Add another 2000 to cover technical/domain specific/slang words. And you should have no reason not to be able to communicate freely on day to day basis.

I got 26K (English is my 3rd language) and most of the 'strange' words are from reading too much science fiction as a kid.

+ on showing percentiles of non-native speakers tho



The Oxford Advanced Learner's dictionary has a 'defining vocabulary' of about 3500 words. They claim most definitions are limited to the use of those words and proper names. So, that 6000-8000 looks believable.


Even writers of high-brow literature use a much smaller vocabulary than the one they can read. Probably more than the newspaper, but not likely 35,000 words.
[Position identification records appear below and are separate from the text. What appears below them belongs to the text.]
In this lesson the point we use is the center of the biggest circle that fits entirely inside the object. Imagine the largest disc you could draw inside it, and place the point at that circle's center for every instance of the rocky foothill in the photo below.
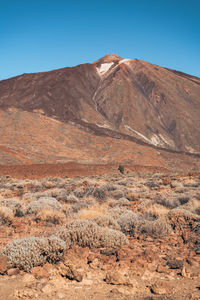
(117, 236)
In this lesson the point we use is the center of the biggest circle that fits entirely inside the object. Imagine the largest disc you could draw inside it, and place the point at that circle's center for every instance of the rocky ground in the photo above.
(116, 236)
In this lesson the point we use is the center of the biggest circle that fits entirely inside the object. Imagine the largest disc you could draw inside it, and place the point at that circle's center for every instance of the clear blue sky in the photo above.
(41, 35)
For non-native speakers, I would guess that there are quickly diminishing returns past about 10,000 words. Much more important is how well you're able to use those first 10,000 (or maybe even 5,000). It's one thing to recognize a word when reading it, and another to be able to use it in a natural way, choosing words with the right shade of meaning, and avoiding awkward constructions or unintended connotations.


Googling says that Shakespeare used 31534 words , of which 14376 appear only once, 4343 twice: http://biomet.oxfordjournals.org/content/63/3/435.abstract

Not a modern corpus, but reasonable.

Strong's Exhaustive Concordance of the Bible (that would be the King James version) lists 8674 Hebrew root words for the pentateuch, and 5624 Greek root words for the New Testament.

Wikipedia suggests that full literacy in Chinese requires knowledge of about 4000 characters.


Note that in Chinese, character is not the same as word.

Most modern Mandarin words are bisyllabic, and represented by the combination of two characters, and their meaning does not necessarily derive in a straightforward way from the meanings of their constituent characters (for example, the word for "thing" is composed of the characters for "East" and "West" in conjunction)


Of those unique words, how many did Shakespear invent?

Making up new words is an easy way to boost vocabulary.


Definitely. I would have liked the test to be "would you be comfortable using this word in a sentence? (if you had to)" Even as a native speaker there are times when I know the definition of a word, but opt for a simpler word because I don't know all of the implications of using it.


And even if you were, you have to make sure that your listeners understand you, too.


Right, unless you want to ruin your point entirely by stopping to define words. Communication relies on shared vocabularies, not just one person's vocabulary.

There are plenty of words I know that I generally avoid in conversation for practical reasons. Entertainment reasons, though... I caught my wife teaching our not-yet-two-years-old daughter to use the word "etiolated" when referring to a green bean that was wilted and yellowish.